Solutions for master timeouts while creating indices

I have read so many threads for ProcessClusterEventTimeoutException timeouts. We are facing the same while creating an index. Based on my understanding, the real issue is too many updates to cluster state causing this timeout. Too many shards is likely not an issue IMO because we have multiple clusters with over 15k shards each. Some clusters are happy, while others that are more busier relatively and face this particular problem.

We don't use dynamic mapping and have turned off auto index creation. Common operations that update cluster state for our use case involves:

  • Create Index
  • Delete Index

My understanding is that the cluster state operations are single threaded. Hence, if there are too many delete index / create index calls in short period of time, it can lead to this timeout. Let me know if that's not the case.

In this thread, I am looking for alternatives / workarounds. It would be great to get some input from an Elastic member:

  1. Instead of updating cluster state via multiple calls, use bulk API. For instance, instead of deleting 1 index at a time, bulk delete 10 indices. This will make only one call to update cluster state in ES mater vs 10 calls. (hopefully under the hood, it does not end up with 10 calls to cluster state)
  2. Increase master timeout for index/delete operations (or in general any operation that involves cluster state update)

Thank you in advance.

15k shards is a lot of shards, and this is likely the source of your problem. Many cluster state updates spend time going through the shards and checking that they're assigned to the right nodes, and with 15k shards I expect this will be taking quite some time. It depends on a few other variables too, so I would expect some variation across different clusters. You can investigate the time-consuming part of the update by looking at the hot threads API while the master is processing your requests.

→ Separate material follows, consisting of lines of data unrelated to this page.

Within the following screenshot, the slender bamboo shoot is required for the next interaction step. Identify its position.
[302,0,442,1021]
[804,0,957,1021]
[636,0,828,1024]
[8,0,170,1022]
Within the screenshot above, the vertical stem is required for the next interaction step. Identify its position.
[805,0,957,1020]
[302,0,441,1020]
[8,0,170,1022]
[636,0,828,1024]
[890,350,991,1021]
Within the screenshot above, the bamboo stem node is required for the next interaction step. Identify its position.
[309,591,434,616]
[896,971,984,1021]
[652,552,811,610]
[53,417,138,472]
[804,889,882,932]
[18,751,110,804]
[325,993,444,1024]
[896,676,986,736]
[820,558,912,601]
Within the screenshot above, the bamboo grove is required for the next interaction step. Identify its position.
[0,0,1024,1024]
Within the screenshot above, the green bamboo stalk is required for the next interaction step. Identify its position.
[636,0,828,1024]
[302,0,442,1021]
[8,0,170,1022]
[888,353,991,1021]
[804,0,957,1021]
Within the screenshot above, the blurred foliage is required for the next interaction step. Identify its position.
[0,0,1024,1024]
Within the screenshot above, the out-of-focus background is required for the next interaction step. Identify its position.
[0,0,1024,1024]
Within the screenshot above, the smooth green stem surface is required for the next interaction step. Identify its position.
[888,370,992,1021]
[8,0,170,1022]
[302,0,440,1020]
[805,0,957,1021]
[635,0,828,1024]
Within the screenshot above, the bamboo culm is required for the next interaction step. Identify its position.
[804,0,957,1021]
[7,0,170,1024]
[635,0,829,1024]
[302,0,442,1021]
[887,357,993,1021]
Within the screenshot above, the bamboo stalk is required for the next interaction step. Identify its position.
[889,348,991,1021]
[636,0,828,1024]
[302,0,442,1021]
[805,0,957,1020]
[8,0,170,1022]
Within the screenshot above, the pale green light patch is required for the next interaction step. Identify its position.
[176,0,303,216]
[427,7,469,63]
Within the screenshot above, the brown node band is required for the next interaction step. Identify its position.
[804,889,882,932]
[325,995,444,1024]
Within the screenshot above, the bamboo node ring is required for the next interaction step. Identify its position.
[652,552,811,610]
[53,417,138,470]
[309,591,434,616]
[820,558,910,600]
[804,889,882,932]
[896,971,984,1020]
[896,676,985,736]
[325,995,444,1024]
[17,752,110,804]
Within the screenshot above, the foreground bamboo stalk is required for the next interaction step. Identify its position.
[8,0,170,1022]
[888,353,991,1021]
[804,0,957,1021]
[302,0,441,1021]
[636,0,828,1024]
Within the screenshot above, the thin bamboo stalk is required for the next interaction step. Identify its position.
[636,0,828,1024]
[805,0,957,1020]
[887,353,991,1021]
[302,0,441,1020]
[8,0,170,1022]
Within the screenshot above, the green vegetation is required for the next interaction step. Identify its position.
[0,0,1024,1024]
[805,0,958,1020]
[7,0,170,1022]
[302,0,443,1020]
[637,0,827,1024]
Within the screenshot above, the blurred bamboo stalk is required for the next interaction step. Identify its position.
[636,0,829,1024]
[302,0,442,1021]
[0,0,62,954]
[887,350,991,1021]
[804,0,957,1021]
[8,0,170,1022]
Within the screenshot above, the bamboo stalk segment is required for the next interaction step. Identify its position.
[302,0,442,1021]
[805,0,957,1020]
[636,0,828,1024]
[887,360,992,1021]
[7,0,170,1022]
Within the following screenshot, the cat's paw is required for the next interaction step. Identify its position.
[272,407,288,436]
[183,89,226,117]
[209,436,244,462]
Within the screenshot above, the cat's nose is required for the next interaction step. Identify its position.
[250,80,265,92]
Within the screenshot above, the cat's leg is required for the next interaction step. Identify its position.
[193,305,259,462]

Creating an index involves multiple cluster state updates: first the index is created, then the primaries are assigned (possibly in multiple steps), then the replicas start to rebuild from the primaries (also possibly in multiple steps) and finally each shard copy is marked as started when it is ready to serve searches.

Some cluster state updates are processed in bulk whether you submit them in bulk or not. For instance, the master processes all pending shard-started tasks at once. Creating an index is not a bulked operation. Deleting a set of indices is also not a bulked operation, but you can still delete multiple indices in a single step with

DELETE /index1,index2,...

You can set the ?master_timeout= and ?timeout= parameters on create-index and delete-index requests. The first of these determines how long the task will wait in the master's queue before being rejected, and the second determines how long it will wait to be applied on every node.

David,

Thank you so much for your response. Few follow up questions:

For my understanding, why are 15k shards too many? We have 5 large data nodes in the cluster and 3 dedicated master nodes. Data nodes have 128G of memory and we have configured 30G of heap space. 1 replica and 3 shards for an index, well under recommended 50G per shard limit.

Also, if 15k shards were too many, shouldn't we see a consistent behavior in other clusters (we have 25+ clusters)?

A linear scan through all shards on a periodic basis seems expensive. Is this a scheduled background process / operation in the cluster? Or is this only triggered on certain conditions (changes that require cluster state update, cluster health changes, etc...).

This is almost impossible for us since the timeouts happen randomly and we have no control over that. Hot threads would only be a feasible solution if the issue continued to happen and we get a chance to debug something live or if we have a way to reproduce the issue.

We use telegraf metrics for elasticsearch. Would monitoring threadpool metrics indicate the frequency of cluster state updates? index_queue seems to be one of them.

Sorry, I wasn't clear with my question earlier. What I was wondering was, if we use the API to delete multiple indices (the one you shared) instead of calling an API to delete one index at a time, would it reduce the number of cluster state update operations? For instance, would one API call to delete 10 indices via delete multiple indices be more efficient than 10 API calls to delete one index at a time?

The rule of thumb is to limit yourself to around 20 shards per GB of heap, which for 5x30GB nodes would recommend around 3000 shards. Here is a more detailed explanation:

As I said, it depends on other factors too.

No, it only occurs when necessary, during certain cluster state updates (including those that create or delete indices).

Yes, a delete operation on multiple indices will delete them all in a single cluster state update.

I have used ES in production for two years and also contributed a bit to the code base. Hence, I would love to understand the reason behind it. I am hearing two contrasting things:

  1. It depends on multiple factors
  2. Somehow, keep the number of shards to 20 / GB of heap space

Ok great, as a contributor you can see much more detail on the sorts of things on which this depends in org.elasticsearch.cluster.routing.allocation.allocator.BalancedShardsAllocator and in particular the methods allocateUnassigned(), moveShards() and balanceByWeights() in BalancedShardsAllocator.Balancer.

The shards-per-GB thing also depends on multiple factors as described in the article I shared. A "rule of thumb" is not a hard limit, it is a guideline intended to apply in enough cases to be useful. You are exceeding this guideline by a factor of 5.